Muitas tribos brasileiras
ainda matam crianças
e a Funai nada faz para impedir o infanticídio
Leonardo Coutinho
Fotos Photoon e arquivo
pessoal
A índia Hakani, em dois momentos.
Ao lado, abraça a mãe adotiva, Márcia, no seu aniversário
de 12 anos. Acima, aos 5, em sua tribo: altura e peso
de 7 meses
A fotografia acima
foi tirada numa festa de aniversário realizada em 7
de julho em Brasília. Para comemorar os seus 12 anos,
a menina Hakani pediu a sua mãe adotiva, Márcia
Suzuki, que decorasse a mesa do bolo com figuras do desenho
animado Happy Feet. O presente de que ela mais gostou
foi um boneco de Mano, protagonista do filme. Mano é
um pingüim que não sabe cantar, ao contrário
de seus companheiros. Em vez de cantar, dança. Por
isso, é rejeitado por seus pais. A história
de Hakani também traz as marcas de uma rejeição.
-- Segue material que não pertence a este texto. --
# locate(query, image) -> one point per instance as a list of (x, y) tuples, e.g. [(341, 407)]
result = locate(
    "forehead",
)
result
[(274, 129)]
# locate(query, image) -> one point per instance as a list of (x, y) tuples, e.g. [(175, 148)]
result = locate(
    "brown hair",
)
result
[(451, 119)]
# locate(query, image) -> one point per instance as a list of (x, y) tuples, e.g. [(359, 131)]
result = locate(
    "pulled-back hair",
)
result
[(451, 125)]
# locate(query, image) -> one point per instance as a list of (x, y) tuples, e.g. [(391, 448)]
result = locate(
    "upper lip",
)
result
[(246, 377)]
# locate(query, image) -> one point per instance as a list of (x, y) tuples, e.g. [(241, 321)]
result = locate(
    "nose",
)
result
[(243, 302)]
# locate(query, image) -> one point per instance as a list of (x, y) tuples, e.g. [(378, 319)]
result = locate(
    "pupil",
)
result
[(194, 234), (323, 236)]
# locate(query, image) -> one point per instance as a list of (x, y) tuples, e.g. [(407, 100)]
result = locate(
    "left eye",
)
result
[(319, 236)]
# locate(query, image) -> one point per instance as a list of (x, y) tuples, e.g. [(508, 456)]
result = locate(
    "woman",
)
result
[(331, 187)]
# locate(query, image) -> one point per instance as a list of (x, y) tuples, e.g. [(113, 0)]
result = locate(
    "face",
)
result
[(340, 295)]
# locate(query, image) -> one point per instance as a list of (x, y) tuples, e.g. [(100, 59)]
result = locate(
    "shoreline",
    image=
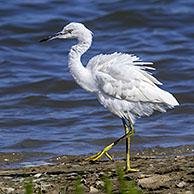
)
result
[(162, 170)]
Nascida em 1995, na tribo dos índios suruuarrás,
que vivem semi-isolados no sul do Amazonas, Hakani foi condenada
à morte quando completou 2 anos, porque não
se desenvolvia no mesmo ritmo das outras crianças.
Escalados para ser os carrascos, seus pais prepararam o timbó,
um veneno obtido a partir da maceração de um
cipó. Mas, em vez de cumprirem a sentença, ingeriram
eles mesmos a substância.
O duplo suicídio
enfureceu a tribo, que pressionou o irmão mais velho
de Hakani, Aruaji, então com 15 anos, a cumprir a tarefa.
Ele atacou-a com um porrete. Quando a estava enterrando, ouviu-a
chorar. Aruaji abriu a cova e retirou a irmã. Ao ver
a cena, Kimaru, um dos avôs, pegou seu arco e flechou
a menina entre o ombro e o peito. Tomado de remorso, o velho
suruuarrá também se suicidou com timbó.
A flechada, no entanto, não foi suficiente para matar
a menina. Seus ferimentos foram tratados às escondidas
pelo casal de missionários protestantes Márcia
e Edson Suzuki, que tentavam evangelizar os suruuarrás.
Eles apelaram à tribo para que deixasse Hakani viver.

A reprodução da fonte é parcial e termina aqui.